# Word2Vec as a Model of Interactions between Words

## Word2Vec Introduction

The [word2vec](https://en.wikipedia.org/wiki/Word2vec) model was proposed to vectorize words. A word is a string. It cannot be "computed" on a computer. We have to encode words to vectors. One direct way of encoding is called one-hot. That is, given a vocabulary which is a list of words, the i-th word has vector $x$ with $x^i$ = 1 and all other components vanish, like $(0, \cdots, 0, 1, 0, \cdots, 0)$. One-hot encoding is not very efficient since its dimension equals to the vocabulary size. But the vocabulary may be quite large. This motives the idea of word2vec, that is, encoding words to dense vectors with a small dimension.

The basic idea behind word2vec is modeling the probability of appearance of two given words $w_1$ and $w_2$ as a neighbour in a corpus. Given two words $w_1$ and $w_2$ with vectors $x_1$ and $x_2$ respectively, the probability of being neighbour is assumed to be

$$ p_{\text{neighbour}} (w_1, w_2) \propto \exp(x_1 \cdot x_2). $$

So, for word2vec model, the learning task find a vector for each word so that the $p_{\text{neighbour}}$ fits the real data.

## Word2Vec as Interactions between Words

If words have been one-hot encoded, then for each one-hot encoded word $w_i$, its vector is given by $x_i = W \cdot w_i$. The matrix $W$ has dimension $(E, V)$ where $E$ represents the word-vector dimension and $V$ the vocabulary size. Then, it can be derived directly that

$$ x_1 \cdot x_2 = \frac{1}{2} u^t \cdot A \cdot u, $$

where

$$ u := w_1 + w_2 $$

and

$$ A := W^t \cdot W - \textrm{diag} (W^t \cdot W). $$

The matrix $A$ has dimension $(V, V)$. It is symmetric, with vanished diagonal elements. It is recognized as a Boltzmann machine with the energy given by $E(u; A) := -(1/2) u^t \cdot A \cdot u$ and unit temperature. Fitting a Boltzmann machine is minimizing the loss

$$ L(W) = E(w_1, w_2; W) - E(\tilde{w}_1, \tilde{w}_2; W), $$

for any two neighboured words (one-hot encoded) $(w_1, w_2)$ and two "fantasy" words $(\tilde{w}_1, \tilde{w}_2)$. The key point is ensuring that $E(w_1, w_2; W) > E(\tilde{w}_1, \tilde{w}_2; W)$ is more probable than the inverse. In this way, the $W$ is adjusted so that the $(w_1, w_2)$ is going to be a local minimum of the energy.
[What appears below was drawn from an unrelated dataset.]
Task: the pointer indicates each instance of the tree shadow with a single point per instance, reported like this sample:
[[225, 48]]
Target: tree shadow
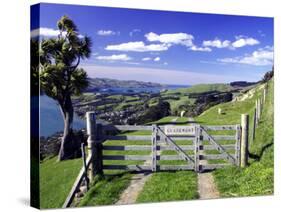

Boltzmann machine ensures this by sampling $u' \sim \text{Bernoulli}(\sigma(A \cdot u))$, where $\sigma$ is the sigmoid function. Generally, the sampled is a multi-hot vector, representing a collection of different word-indices, $(w_{i_1}, \ldots, w_{i_K})$. The energy of $u'$ then comes to be

$$ E(u'; A) = -\frac{1}{2} u^t \cdot A \cdot u = \sum_{i_m} \sum_{i_n \neq i_m}  E(\tilde{w}_{i_m}, \tilde{w}_{i_n}; W). $$

The summation runs over all the pairs of $(\tilde{w}_{i_m}, \tilde{w}_{i_n})$ where $i_m$ and $i_n$ are distinct. The pairs may become too many to compute. In addition, the $K$ varies for each datum. So, it is hard to compute in TensorFlow (we will employ) wherein tensor shapes are static. We shall select a fixed number of pairs from them, while ensuring that the fantasy energy is no less than the real energy. The greater the $(A \cdot u)_k$ is for some word $w_k$, the more probable it will be sampled. So, we are to select a pair in which words are more likely being sampled. To do this, we consider the categorical distribution

$$ p_{\alpha} = \frac{ \exp(\sum_{\beta} A_{\alpha \beta} u^{\beta} / T) }{ \sum_{\alpha'} \exp(\sum_{\beta'} A_{\alpha' \beta'} u^{\beta'} / T) }, $$

where $T$ is a positive number that characterizes the randomness. It is a categorical distribution with alphabet size $V$. It is indicated that we shall sample two word-indices based on this distribution as the selected pair. If the fantasy energy does be no less than the real energy, the loss will be non-negative.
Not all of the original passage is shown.